On the New Mexico Range
Over the mountain from Taos lies the yellow-grass cattle country, vast sweeps of gold fading away to a powder-blue line of mountains, and there we made an expedition with several other artists from Taos to watch the roundup on Dick Wooton's Ranch.
This country around Cimarron and Wagon Mound is right on the Old Spanish Trail to Santa Fe. In fact, Wagon Mound was a guiding feature on the trail, its wagon shape standing clear and abrupt above the plain. Cimarron also has its history of a later day; you can still see the bullet holes in the ceiling of the bar there.
Not since student days had I gone out sketching with fellow painters, so this was like old times to me. There was Bob Longheed and his wife Cordy from Connecticut, Ned Jacobs from Denver, and Eugene Dobos, whose witty sculptures adorn the galleries of Taos.
Out in the cold, grey dawn stood a knot of horsemen - heads down and shoulders hunched, huddling together against the morning wind, horses and waving grass seeming to move together, colours muted in the flat dawning light - and there you have the cover of this book.

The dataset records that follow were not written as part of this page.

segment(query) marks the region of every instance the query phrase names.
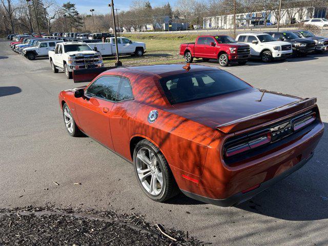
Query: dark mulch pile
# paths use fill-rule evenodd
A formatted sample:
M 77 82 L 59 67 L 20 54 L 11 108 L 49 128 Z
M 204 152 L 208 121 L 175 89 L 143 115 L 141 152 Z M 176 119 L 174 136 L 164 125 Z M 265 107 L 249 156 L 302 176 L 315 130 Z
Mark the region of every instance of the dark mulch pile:
M 162 232 L 157 225 L 138 215 L 86 211 L 80 207 L 2 209 L 0 245 L 203 245 L 185 232 L 158 226 Z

All day the riders moved across the yellow prairie, appearing and reappearing on the waves of the land, a horseman galloping along the skyline, a knot of cattle appearing over a rise, and once a herd of distant antelope sped like fleeting dots across the undulating land. In the late afternoon sun the growing mob of cattle spread out before us, moving in ever fading tones of reddish brown into the enveloping dust fall. Calves bellowed to mothers; riders slumped wearily in the saddle; and I had seen my first roundup and gathered another fragment of the American West.
The old Spanish adobe Macarthur ranch house at Wagon Mound gave us a glimpse of a wonderful era. Great iron gates surmounted by a bell opened onto a tiled courtyard, all overhung with vines. Cool and welcoming rooms and deep couches were a soothing balm to our motel-weary souls – so were long, cool drinks out with Patty’s sister and brother-in-law, the Douglas Frasers, while travelling through New Zealand, so New Mexico moved a little nearer to distant New Zealand.

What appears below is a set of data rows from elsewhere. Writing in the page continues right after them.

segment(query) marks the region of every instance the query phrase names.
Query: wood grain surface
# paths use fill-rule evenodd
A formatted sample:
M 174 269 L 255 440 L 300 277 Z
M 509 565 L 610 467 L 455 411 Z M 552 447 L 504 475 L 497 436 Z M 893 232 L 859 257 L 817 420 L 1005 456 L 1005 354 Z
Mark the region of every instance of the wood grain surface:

In the morning we watched the hands at work with the cattle coming into the yards, and on hearing the cowboys speaking Spanish were reminded of New Mexico’s past. Almost like an arranged finale, out on the prairie two huge bulls staged a spectacular fight, heads down, horns locked, and dust flying, while a third lumbered in and out around them for all the world like the referee at a boxing match. These were the sights, this was the land, and these were the people that brought New Mexico out of the lines of a map into sharp, full, rich colour for us.